Futurists have gone as far to see the brain itself as programmable, in some mysteriously objective sense. At some point, Nicholas Negroponte veered off his illustrious decades-long path. Despite collaborating with Seymour Papert at the Media Lab, his recent work has been dropping tablets into rural villages. Instant education, just add internet! It’s great that the kids are teaching themselves, and have some autonomy, but who designed the apps they play with? What sort of biases and fallacies do they harbor? Do African children learning the ABCs qualify as cultural imperialism? His prediction for the next thirty years is even more troublesome: that we’ll acquire knowledge by ingesting it. Shakespeare will be encoded into some nano-molecular device that works its way through the blood-brain barrier, and suddenly: “I know King Lear!”. Even if we could isolate the exact neurobiological processes that constitute reading the Bard, we all understand Shakespeare in different ways. All minds are unique, and therefore all brains are unique. Meanwhile, our eyes have spent a few hundred million years of evolutionary time adapting to carry information from the outside world into our mind at the speed of an ethernet connection. Knowledge intake is limited not by perception but by cognition.

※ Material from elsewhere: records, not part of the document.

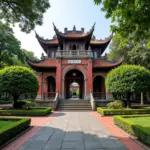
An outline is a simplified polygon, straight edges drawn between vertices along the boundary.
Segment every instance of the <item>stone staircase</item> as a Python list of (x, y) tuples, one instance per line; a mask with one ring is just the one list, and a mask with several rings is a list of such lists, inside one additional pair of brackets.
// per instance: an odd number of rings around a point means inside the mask
[(60, 100), (57, 106), (57, 110), (69, 110), (69, 111), (88, 111), (92, 110), (89, 100)]

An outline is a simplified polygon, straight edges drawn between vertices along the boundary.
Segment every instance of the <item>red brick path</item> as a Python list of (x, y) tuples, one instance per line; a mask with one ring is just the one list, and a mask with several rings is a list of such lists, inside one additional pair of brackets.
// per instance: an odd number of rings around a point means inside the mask
[(138, 143), (133, 141), (129, 135), (121, 131), (114, 125), (113, 117), (101, 117), (97, 112), (92, 112), (92, 115), (104, 125), (104, 127), (115, 137), (117, 137), (122, 144), (124, 144), (129, 150), (145, 150)]
[[(92, 115), (104, 125), (104, 127), (115, 137), (117, 137), (122, 144), (124, 144), (129, 150), (145, 150), (139, 144), (134, 142), (129, 135), (121, 131), (118, 127), (114, 126), (113, 117), (101, 117), (97, 112), (91, 112)], [(18, 137), (16, 140), (5, 146), (2, 150), (18, 150), (21, 145), (26, 142), (29, 138), (35, 135), (42, 126), (45, 126), (54, 116), (59, 115), (59, 112), (53, 112), (48, 117), (31, 117), (32, 129), (27, 131), (25, 134)]]

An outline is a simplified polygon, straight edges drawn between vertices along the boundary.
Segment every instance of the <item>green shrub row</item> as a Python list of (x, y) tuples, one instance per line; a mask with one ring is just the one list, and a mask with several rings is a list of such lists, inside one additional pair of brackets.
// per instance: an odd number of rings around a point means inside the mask
[(0, 121), (12, 121), (9, 125), (0, 128), (0, 146), (11, 140), (13, 137), (27, 129), (30, 125), (29, 118), (1, 118)]
[(102, 116), (110, 116), (110, 115), (136, 115), (136, 114), (150, 114), (150, 108), (142, 108), (142, 109), (107, 109), (107, 108), (97, 108), (98, 113)]
[(0, 104), (12, 104), (13, 103), (13, 101), (1, 101), (0, 100)]
[(52, 108), (32, 108), (0, 110), (0, 116), (46, 116), (50, 114)]
[[(139, 115), (139, 116), (144, 117), (144, 115)], [(145, 115), (145, 117), (146, 116), (147, 115)], [(144, 128), (142, 126), (139, 126), (136, 123), (125, 119), (125, 117), (127, 118), (132, 116), (115, 116), (114, 123), (120, 128), (127, 131), (128, 133), (137, 136), (138, 139), (141, 140), (143, 143), (150, 145), (150, 128)], [(133, 117), (137, 117), (137, 116), (133, 116)]]

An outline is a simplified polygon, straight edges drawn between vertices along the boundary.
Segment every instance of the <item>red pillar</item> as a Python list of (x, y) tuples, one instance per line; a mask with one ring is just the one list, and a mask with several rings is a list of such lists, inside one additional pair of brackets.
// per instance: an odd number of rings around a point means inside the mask
[(88, 73), (87, 73), (87, 94), (90, 94), (90, 90), (93, 90), (93, 71), (92, 71), (92, 60), (88, 60)]
[(57, 68), (56, 68), (56, 89), (58, 89), (58, 93), (62, 94), (62, 72), (61, 72), (61, 60), (57, 60)]
[(39, 90), (38, 90), (38, 96), (42, 96), (42, 81), (43, 81), (43, 73), (38, 74), (38, 81), (39, 81)]

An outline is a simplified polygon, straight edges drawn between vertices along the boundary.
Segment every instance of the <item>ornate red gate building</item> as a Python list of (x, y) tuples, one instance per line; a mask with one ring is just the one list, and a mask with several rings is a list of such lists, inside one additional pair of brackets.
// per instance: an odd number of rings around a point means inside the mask
[(81, 30), (64, 29), (60, 32), (54, 25), (56, 35), (45, 40), (36, 33), (36, 38), (47, 54), (40, 61), (28, 60), (38, 73), (39, 91), (37, 98), (48, 99), (58, 90), (62, 99), (70, 98), (70, 84), (79, 84), (80, 99), (89, 99), (90, 91), (96, 98), (107, 99), (105, 78), (107, 73), (121, 64), (108, 61), (102, 54), (112, 39), (97, 40), (93, 35), (94, 26), (87, 33)]

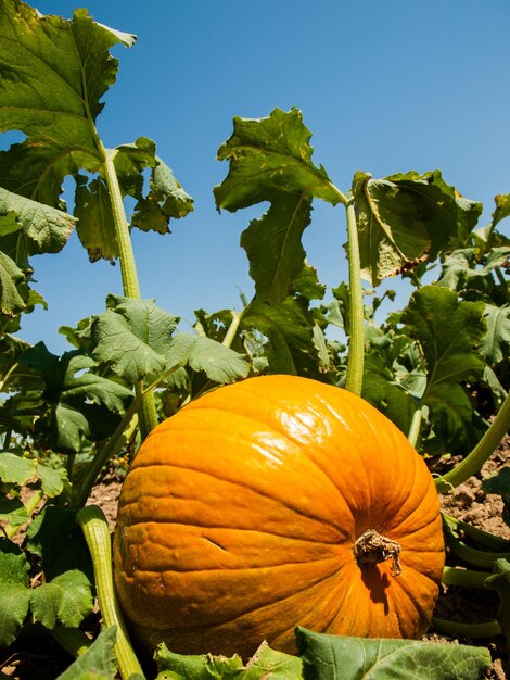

Tufte says, to simplify, add context. Confusion is not a property of information but of how it is displayed. He said these things in the context of information graphics but they apply to education as well. We are so concerned with information overload that we forget information underload, where our brain is starved for detail and context. It is not any particular fact, but the connections between them, that constitute knowledge.  The fallacy of reductionism is to insist that every detail matters: learn these things and then you are educated! The fallacy of holism is to say that no details matter: let’s just export amorphous nebulous college-ness and call it universal education! Bret Victor imagines how we could use technology to move from a contrived, narrow problem into a deeper understanding about generalized, abstract notions, much as real mathematicians do. He also presents a mental model for working on a difficult problem:

I’m trying to build a jigsaw puzzle. I wish I could show you what it will be, but the picture isn’t on the box. But I can show you some of the pieces… If you are building a different puzzle, it’s possible these pieces won’t mean much to you. You might not have a spot for them to fit, or you might not yet. On the other hand, maybe some of these are just the pieces you’ve been looking for.

One concern with Skinner’s teaching machines and their modern-day counterparts is that they isolate each student and cut off human interaction. We learn from each other, and many of the things that we learn fall outside of the curriculum ladder. Learning to share becomes working on a team; show-and-tell becomes leadership. Years later, in college, many of the most valuable lessons are unplanned, a result of meeting a person with very different ideas, or hearing exactly what you needed to at that moment. I found that college exposed to me brilliant people, and I could watch them analyze and discuss a problem. The methodology was much more valuable than the answer it happened to yield.

The hallmark of an intellectual is do create daily what has never existed before. This can be an engineer’s workpiece, an programmer’s software, a writer’s novel, a researcher’s paper, or an artist’s sculpture. None of these can be evaluated by comparing them to a correct answer, because the correct answer is not known, or can’t even exist. The creative intellectual must have something to say and know how to say it; ideas and execution must both be present. The bits and pieces of a curriculum can make for a good technician (a term I’ve heard applied to a poet capable of choosing the exact word). It’s not so much that “schools kill creativity” so much as they replace the desire to create with the ability to create. Ideally schools would nurture and refine the former (assuming something-to-say is mostly innate) while instructing the latter (assuming saying-it-well is mostly taught).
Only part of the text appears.